When an animal is born, it is typically licked all over by the mother and is always next to the mother’s warmth. The animal is made to feel secure.
But in our culture, on the other hand, when a baby is born it is slapped on the behind, washed by a stranger, rolled up in a blanket and given to its mother to be held and fed before being put in a basinet by itself. From a baby's perspective, undoubtedly not a good experience. So from the moment of its birth, a baby finds that its needs are not met, and so the first seeds of insecurity are sown.
This pattern continues during the baby’s formative first years. For an animal mother, her babies are her first concern; nothing competes with that. Human mothers, parents, have broader concerns.
It’s not that parents don’t love their new child and shower it with attention; it’s that the needs of the baby go beyond what most parents are able to give. Whether it’s how they were raised, whether it’s the demands of work or home, or whether it’s having their own problems to worry about … it’s just the way it is.
And so when an animal is weaned and goes off on its own, it has had nothing but secure reinforcements from its mother, it knows its place in the world and everything it needs to do in order to survive.
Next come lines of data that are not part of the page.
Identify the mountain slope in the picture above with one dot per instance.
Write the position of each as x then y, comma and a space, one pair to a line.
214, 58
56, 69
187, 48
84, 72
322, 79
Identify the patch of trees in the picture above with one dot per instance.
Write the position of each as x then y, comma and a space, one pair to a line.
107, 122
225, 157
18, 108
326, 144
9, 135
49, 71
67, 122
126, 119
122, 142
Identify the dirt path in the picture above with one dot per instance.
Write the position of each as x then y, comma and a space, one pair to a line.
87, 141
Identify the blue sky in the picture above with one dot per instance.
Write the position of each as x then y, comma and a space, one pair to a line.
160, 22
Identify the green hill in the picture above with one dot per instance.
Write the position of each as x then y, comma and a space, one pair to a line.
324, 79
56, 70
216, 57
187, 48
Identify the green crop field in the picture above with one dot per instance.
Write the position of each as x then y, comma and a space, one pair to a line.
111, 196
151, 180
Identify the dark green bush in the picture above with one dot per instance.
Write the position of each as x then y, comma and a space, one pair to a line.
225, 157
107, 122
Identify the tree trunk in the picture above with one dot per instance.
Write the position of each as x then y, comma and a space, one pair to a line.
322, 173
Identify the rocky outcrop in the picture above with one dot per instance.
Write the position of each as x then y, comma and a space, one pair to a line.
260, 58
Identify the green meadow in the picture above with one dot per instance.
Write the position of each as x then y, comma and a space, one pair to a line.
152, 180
It knows the struggle of life but it knows what to do to survive and multiply. For that is what all other forms of life except human beings are about - multiply and thrive. Nature can be cruel, but an animal knows that such is life, and just like the chickens in my post, "The Wisdom of Chickens," they go on with their life undisturbed.
For humans, life's scenario is quite different. As a baby becomes a young child, proceeds through adolescence, and attains adulthood, the seed of insecurity that formed at birth grows to become a huge tumor inside each of us. Why?
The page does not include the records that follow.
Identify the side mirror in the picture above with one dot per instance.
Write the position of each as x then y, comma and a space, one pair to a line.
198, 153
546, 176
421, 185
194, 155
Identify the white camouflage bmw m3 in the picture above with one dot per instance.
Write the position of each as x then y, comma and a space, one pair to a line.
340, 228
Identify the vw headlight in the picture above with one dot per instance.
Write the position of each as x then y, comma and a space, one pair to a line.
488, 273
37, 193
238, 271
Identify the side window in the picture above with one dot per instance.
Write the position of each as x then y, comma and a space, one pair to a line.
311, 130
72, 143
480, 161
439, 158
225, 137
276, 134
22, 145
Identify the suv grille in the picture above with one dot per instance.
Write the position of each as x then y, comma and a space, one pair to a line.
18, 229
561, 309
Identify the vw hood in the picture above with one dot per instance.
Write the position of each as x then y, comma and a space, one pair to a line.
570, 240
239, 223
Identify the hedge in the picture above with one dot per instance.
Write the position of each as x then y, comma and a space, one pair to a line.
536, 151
By the time the ego develops around age 2 or 3, the child has a vast body of life experience, much of it negative, that becomes labeled by the mind, and the way we feel about ourselves and others is thus formed and stays pretty set throughout life. Typically, those feelings and perceptions are reinforced by our ongoing life experiences, not just in the family but in the broader society, or at least reinforced by the way our mind views them.
So the tumor of insecurity grows because it is fed by much of what we experience in life … in the home, in school, at work, and in the media. We are either told or learn that we are clearly lacking in some way. Often we experience trauma.
Or if we are praised, we know how easy it is to fall from grace, and so the successful often have even greater insecurities than the average person because they have more to lose.
All of this flows from the original trauma experienced at birth, immediately after birth, and in our formative years.
This is why spiritual practice, seeking to end our suffering and free ourselves from the control of our mind's emotions is such a challenge. The roots go very deep.